Jerwood Encounters: After Hours
JVA at Jerwood Space, London
15 May - 23 June 2013
Review by Ariane Belisle
Presenting visitors with a portal into the creative minds of graphic designers, Jerwood Encounters: After Hours’ An exhibition of personal work by graphic designers exhibits work created free from the constraints of a client, brief or fee. Concepts and projects traversing myriad media and themes unite under this overarching premise, whilst personal artistic impulses and passions are explored, and that flash of brilliance that is inspiration, exposed.
Reminiscent of the haphazard nature of a fifteenth century cabinet of curiosities, vibrant typographic maps, bold mantras, anti-typeface graffiti, coal hole covers, sculptural letterforms, papier maché figures, remote-controlled cars, comic strips, video installations, Pentone mood charts, flotsam, jetsam, cartoon clocks and a proverb playing moneybox engage in an unexpected visual dialogue. Privileging inclusiveness over exclusivity, the boundlessness intrinsic to the creative process is echoed in the show’s ethos, engendering a mise en abyme of sorts, as the concept behind the individual artworks reduplicate and refer to the exhibition as a whole. Boldly turning its back on the tidal wave of thematic and aesthetic curatorial premises, After Hours is rather a celebration of illimitable inspiration and freedom of creative expression.
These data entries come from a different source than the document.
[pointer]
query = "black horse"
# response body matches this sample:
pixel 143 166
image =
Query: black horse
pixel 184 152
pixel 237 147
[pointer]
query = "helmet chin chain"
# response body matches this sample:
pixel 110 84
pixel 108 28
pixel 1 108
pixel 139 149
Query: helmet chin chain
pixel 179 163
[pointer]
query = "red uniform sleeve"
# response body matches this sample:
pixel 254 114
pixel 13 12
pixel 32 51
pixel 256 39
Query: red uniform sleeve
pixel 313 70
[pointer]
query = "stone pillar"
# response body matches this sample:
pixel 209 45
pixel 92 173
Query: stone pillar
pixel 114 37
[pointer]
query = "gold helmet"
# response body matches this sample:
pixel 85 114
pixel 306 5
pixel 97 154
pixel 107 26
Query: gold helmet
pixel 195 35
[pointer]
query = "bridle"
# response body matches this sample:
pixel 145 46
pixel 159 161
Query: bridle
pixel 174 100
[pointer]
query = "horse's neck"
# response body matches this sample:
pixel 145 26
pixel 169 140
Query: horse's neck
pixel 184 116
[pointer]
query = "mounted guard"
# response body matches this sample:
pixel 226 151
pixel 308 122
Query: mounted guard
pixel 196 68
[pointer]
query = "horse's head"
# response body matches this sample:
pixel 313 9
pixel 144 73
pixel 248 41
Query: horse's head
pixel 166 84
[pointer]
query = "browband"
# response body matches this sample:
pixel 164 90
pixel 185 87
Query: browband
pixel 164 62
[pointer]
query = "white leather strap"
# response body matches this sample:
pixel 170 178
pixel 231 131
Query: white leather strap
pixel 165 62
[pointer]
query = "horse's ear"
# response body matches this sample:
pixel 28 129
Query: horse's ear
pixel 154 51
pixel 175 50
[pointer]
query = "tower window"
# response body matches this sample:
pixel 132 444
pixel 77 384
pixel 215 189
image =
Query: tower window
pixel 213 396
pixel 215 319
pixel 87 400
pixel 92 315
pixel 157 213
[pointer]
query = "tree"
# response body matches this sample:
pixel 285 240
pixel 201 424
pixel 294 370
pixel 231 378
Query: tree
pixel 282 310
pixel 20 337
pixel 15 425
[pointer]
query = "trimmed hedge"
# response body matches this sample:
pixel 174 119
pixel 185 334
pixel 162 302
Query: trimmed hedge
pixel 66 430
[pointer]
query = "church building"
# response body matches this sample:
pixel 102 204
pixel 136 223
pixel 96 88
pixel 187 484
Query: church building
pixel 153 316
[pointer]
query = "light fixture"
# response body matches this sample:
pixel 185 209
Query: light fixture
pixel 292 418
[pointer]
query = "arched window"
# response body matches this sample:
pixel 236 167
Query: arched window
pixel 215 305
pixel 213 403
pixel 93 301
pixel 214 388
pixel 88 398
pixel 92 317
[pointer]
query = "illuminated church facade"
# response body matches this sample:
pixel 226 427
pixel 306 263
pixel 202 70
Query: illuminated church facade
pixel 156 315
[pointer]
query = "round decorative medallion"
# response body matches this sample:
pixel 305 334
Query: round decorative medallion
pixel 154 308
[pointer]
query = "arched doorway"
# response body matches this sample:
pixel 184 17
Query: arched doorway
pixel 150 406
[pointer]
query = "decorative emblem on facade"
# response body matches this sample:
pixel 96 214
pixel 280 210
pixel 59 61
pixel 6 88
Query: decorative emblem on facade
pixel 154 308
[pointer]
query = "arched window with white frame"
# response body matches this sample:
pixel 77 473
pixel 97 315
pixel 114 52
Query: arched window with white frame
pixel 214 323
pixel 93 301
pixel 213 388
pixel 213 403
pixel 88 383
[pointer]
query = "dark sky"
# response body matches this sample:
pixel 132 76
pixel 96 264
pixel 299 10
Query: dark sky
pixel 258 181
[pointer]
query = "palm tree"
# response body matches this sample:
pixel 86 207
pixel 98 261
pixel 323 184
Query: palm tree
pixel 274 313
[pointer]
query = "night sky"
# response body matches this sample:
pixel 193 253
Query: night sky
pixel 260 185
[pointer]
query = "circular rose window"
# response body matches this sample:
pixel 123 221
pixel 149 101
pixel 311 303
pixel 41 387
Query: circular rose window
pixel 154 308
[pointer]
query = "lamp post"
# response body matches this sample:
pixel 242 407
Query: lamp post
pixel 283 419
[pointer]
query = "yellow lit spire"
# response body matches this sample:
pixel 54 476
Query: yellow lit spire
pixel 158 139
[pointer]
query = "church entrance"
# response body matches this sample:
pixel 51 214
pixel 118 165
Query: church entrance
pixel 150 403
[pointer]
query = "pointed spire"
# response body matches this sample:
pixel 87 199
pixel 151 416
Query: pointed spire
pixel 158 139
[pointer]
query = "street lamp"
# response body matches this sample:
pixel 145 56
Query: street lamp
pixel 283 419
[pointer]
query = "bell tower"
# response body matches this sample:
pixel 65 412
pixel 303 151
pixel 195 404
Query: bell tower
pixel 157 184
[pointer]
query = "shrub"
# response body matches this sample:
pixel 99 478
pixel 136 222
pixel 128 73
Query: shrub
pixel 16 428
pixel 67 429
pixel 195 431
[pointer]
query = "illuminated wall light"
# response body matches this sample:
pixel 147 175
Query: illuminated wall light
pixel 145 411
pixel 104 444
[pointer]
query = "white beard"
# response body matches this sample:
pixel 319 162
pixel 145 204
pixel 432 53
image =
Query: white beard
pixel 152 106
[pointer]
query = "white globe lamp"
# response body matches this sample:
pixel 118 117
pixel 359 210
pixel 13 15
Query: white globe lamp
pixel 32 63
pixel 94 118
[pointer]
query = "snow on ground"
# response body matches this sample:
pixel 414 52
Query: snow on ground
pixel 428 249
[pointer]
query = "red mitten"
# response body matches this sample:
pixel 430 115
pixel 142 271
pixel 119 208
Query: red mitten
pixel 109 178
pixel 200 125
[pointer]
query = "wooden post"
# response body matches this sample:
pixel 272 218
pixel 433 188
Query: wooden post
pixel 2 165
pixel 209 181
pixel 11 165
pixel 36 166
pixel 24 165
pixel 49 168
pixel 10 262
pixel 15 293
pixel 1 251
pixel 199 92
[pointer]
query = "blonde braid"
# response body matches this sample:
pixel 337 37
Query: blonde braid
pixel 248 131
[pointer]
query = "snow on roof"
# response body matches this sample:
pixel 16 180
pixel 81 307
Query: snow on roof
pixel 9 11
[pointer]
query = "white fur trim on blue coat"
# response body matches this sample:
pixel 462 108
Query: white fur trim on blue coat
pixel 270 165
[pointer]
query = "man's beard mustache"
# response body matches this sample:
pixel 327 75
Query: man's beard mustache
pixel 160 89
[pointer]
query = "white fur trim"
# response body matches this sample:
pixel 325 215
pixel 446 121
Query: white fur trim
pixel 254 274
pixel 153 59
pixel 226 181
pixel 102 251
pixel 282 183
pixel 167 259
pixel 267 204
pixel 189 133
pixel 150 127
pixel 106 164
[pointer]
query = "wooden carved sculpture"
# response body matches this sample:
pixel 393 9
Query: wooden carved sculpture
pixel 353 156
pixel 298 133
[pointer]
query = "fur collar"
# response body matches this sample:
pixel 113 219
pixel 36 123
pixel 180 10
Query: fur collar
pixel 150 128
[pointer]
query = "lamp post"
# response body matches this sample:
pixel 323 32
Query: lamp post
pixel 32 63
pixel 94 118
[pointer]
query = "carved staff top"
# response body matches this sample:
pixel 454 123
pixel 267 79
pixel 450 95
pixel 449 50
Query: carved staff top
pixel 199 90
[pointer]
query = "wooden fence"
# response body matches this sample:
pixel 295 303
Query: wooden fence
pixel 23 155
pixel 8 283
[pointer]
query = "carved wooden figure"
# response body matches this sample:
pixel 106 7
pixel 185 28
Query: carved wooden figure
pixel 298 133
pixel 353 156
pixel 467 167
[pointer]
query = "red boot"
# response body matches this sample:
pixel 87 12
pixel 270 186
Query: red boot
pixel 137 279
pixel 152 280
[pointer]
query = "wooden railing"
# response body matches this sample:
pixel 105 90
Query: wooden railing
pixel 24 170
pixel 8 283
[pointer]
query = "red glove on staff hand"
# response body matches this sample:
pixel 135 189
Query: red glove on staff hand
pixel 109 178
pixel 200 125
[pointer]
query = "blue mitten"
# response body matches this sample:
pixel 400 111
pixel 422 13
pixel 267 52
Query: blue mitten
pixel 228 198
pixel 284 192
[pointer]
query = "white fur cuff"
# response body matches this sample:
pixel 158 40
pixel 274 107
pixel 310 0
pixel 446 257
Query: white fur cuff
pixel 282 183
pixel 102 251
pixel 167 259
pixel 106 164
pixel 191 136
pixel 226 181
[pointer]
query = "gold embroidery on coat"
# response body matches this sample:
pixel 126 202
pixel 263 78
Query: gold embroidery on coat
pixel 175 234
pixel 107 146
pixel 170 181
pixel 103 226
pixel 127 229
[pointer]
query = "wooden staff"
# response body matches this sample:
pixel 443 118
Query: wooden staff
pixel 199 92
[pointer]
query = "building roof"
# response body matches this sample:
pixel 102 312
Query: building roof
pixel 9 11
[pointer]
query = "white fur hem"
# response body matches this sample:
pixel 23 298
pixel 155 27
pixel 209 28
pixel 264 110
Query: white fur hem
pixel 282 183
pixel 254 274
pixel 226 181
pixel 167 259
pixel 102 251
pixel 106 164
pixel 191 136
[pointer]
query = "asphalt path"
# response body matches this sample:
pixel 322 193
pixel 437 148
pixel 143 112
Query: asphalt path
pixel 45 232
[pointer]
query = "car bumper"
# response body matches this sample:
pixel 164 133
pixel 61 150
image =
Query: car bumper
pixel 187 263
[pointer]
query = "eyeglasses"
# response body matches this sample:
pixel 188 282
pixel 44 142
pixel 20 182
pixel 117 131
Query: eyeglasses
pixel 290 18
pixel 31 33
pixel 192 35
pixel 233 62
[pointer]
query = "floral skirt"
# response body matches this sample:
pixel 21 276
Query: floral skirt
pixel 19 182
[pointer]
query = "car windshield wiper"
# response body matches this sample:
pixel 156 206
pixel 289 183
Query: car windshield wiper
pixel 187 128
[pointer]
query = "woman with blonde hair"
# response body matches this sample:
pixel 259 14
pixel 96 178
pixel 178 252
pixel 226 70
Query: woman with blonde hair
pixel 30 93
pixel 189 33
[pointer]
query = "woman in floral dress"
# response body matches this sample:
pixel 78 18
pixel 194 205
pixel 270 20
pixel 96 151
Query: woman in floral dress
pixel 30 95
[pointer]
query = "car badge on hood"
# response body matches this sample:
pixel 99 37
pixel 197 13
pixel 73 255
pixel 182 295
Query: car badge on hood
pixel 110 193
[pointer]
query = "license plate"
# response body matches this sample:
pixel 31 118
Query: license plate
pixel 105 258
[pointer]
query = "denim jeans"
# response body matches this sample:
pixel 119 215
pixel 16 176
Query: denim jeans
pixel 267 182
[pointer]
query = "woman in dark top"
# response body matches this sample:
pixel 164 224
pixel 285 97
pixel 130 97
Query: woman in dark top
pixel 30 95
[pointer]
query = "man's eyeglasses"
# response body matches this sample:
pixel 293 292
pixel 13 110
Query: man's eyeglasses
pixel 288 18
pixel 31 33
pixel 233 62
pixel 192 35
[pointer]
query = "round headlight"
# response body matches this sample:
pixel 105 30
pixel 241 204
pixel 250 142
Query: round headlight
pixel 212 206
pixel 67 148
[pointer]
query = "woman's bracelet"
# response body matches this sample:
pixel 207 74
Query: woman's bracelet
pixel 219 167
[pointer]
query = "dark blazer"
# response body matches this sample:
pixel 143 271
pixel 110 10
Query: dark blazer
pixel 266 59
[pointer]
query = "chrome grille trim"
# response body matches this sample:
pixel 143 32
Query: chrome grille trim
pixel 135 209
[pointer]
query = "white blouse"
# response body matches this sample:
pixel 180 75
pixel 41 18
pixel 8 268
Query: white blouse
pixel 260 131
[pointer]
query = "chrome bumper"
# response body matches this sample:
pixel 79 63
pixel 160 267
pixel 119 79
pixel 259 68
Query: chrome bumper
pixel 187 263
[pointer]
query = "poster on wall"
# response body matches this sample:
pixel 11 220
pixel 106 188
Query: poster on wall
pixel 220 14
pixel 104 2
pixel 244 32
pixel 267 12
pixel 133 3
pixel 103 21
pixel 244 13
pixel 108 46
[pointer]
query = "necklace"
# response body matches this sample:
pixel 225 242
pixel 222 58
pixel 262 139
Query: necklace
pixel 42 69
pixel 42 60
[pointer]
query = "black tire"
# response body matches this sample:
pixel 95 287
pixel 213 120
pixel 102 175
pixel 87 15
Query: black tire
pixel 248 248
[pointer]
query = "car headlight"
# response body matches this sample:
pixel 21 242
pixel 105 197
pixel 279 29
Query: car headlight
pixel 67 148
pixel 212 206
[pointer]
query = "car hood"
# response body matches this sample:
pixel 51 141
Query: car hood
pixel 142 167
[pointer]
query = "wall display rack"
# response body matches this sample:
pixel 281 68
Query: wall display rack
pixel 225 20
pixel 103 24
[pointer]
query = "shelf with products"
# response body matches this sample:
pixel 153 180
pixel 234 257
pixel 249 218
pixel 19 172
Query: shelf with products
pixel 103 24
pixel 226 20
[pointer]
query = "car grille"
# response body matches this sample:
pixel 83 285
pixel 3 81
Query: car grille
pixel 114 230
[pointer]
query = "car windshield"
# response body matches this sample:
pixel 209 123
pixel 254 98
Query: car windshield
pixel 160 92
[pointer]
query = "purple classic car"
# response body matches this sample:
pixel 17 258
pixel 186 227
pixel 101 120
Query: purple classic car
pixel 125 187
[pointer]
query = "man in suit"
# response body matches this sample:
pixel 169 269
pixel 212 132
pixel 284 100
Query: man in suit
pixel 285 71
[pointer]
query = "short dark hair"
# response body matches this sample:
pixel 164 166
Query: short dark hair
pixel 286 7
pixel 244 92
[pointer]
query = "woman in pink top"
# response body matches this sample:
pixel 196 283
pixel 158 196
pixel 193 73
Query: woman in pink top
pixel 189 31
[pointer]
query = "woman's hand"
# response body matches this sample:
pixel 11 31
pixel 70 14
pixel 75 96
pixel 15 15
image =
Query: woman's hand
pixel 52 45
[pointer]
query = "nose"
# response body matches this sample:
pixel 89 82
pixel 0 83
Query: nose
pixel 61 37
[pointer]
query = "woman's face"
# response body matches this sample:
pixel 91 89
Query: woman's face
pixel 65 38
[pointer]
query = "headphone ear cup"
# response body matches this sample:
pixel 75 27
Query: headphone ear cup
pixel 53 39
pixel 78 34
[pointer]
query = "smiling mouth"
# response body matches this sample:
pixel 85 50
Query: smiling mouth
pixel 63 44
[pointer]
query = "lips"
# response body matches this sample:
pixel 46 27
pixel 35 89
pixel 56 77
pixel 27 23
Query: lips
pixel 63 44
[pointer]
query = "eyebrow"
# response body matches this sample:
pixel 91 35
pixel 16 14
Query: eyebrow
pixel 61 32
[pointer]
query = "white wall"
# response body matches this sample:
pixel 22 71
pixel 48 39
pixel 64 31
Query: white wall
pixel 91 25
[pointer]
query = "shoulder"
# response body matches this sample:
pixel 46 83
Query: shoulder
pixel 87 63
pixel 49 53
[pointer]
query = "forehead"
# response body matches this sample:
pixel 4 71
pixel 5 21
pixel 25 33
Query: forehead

Flanked between two doors, Anthony Burrill’s I Like It. What Is It’ towers over viewers as they enter Jerwood Space. Vague and all encompassing, the bright yellow typographic work’s ringing optimism resounds through the exhibition space, paving a figurative yellow brick road for visitors to navigate the show with relative abandonment. Juxtaposed against Alan Kitching’s personal exploration of the interconnection between place and history through reinvented maps, and Steve Royle’s anti-graffiti investigating the erasure of language as a form of public expression, the artworks in the first room subtly reinvent existing visual cues, while presenting visitors with an alternate view of the world.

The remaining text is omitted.